Outra constatação interessante da pesquisadora da Unicamp é o tipo de contrato de trabalho das mulheres e dos homens inseridos no ramo de TI. Elas estão mais no mercado formal de trabalho, como empregadas, do que os homens. A flexibilidade de horários para as mulheres não é bem vista no setor, pois os empregadores acreditam ser difícil a conciliação entre trabalho e família. Por isso as trabalhadoras de TI sentem-se mais seguras e menos discriminadas ao optarem por ocupações mais tradicionais, com horários fixos e menos flexibilidade e mobilidade. A flexibilidade é diferente para mulheres e homens, para elas é usada para conciliar trabalho pago e não pago. Já para eles, visa acumular mais renda, pois, sem as preocupações dos cuidados, geralmente relegadas às mulheres, podem acumular vários projetos e trabalhos.

Lutando contra o preconceito

Em virtude de todas as adversidades, as próprias profissionais de TI têm se unido para discutir sua situação, sendo a internet uma importante ferramenta. Mulier conversou com Márcia Santos Almeida, analista de sistemas, integrante do conselho gestor e responsável pelo núcleo de mídias sociais do grupo Mulheres na Tecnologia. O MNT-Mulheres na Tecnologia nasceu em janeiro de 2009, em Goiânia, com objetivo de encontrar o motivo para a baixa quantidade de mulheres na área de TI. Segundo Márcia, foram criados uma lista de discussão e um site. “Com isso fomos encontrando mais e mais meninas que trabalham ou estudam TI, outras apenas curiosas. Logo definimos missão, visão, valores e objetivos. Através das mídias sociais conseguimos atingir um grande número de pessoas do Brasil que acreditam no potencial feminino na área de TI: homens e mulheres formam nosso grupo que não quer separar um do outro, mas busca a equidade de gênero. O nosso site (www.mulheresnatecnologia.org/) é um espaço para elas mostrarem seu talento e conhecimento através dos mini currículos e artigos que publicam”. Além do MNT, outros grupos vêm surgindo com objetivo de valorização das mulheres de TI: Feminino Livre, Garotas CPBR, GGD Brazil, entre outros. Para Márcia, a iniciativa, que trabalha com método colaborativo, “abriu um leque de oportunidades devido à participação nos eventos, workshops e oficinas. Tudo isso favorece o networking e o crescimento profissional para quem está começando na área”.

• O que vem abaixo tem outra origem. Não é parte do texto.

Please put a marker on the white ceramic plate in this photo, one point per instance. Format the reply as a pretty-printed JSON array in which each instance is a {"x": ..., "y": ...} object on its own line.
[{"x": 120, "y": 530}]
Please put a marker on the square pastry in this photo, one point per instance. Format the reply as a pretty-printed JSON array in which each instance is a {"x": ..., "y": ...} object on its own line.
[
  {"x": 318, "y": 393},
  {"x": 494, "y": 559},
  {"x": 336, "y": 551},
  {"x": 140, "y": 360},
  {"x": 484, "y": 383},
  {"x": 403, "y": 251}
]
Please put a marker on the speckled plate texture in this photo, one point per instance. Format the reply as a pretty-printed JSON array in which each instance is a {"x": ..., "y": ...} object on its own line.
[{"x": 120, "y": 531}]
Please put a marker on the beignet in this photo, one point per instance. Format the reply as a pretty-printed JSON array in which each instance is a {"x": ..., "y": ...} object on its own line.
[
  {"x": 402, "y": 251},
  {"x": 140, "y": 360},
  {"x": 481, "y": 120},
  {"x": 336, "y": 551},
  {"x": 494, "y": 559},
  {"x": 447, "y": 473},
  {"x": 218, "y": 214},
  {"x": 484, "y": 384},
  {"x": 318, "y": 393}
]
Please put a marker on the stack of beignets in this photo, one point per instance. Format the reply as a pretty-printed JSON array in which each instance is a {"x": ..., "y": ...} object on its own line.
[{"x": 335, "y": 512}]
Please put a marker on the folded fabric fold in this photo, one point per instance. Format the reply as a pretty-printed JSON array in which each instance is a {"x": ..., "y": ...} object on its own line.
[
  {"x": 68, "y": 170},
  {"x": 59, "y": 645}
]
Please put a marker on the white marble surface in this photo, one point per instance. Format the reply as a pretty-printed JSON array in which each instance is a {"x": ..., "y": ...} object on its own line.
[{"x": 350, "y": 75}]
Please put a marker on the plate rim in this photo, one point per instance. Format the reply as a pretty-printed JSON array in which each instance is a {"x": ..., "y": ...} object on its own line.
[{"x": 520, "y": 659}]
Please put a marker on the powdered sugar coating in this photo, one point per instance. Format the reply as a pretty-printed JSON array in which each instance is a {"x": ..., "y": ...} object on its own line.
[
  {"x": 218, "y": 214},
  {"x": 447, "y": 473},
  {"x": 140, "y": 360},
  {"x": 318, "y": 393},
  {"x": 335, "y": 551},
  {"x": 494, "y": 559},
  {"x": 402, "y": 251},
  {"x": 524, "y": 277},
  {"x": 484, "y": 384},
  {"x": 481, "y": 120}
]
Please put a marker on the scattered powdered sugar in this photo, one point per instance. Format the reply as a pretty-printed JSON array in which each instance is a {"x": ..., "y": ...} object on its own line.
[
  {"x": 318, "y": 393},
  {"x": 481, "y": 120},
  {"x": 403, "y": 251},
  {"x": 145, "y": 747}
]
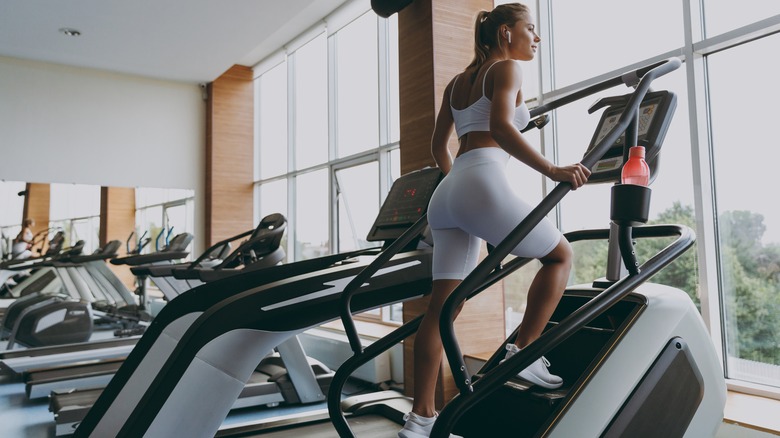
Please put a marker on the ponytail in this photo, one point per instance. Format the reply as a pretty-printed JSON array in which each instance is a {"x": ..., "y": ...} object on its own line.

A analista de sistemas reconhece o preconceito como o principal problema enfrentado pelas mulheres ao ingressarem na área. “Há a associação do perfil feminino às áreas de humanas e não às exatas. Muitas mulheres disseram encontrar dificuldades ao disputar uma vaga porque era política da empresa não admitir uma mulher no meio de muitos homens. Muitos esquecem que a capacidade intelectual é igual para ambos os sexos. Entendemos que somos diferentes sim, biologicamente, fisicamente, entretanto a capacidade de desempenhar um determinado cargo ou posição numa empresa não se justifica pelo sexo”, assegura.

Fonte

CASTRO, Bárbara. “Gênero e flexibilização do trabalho: uma análise do setor de TI”. Revista de Ciências Humanas e Artes – Ariús, Campina Grande, v. 17, n. 2, jul.dez. 2011.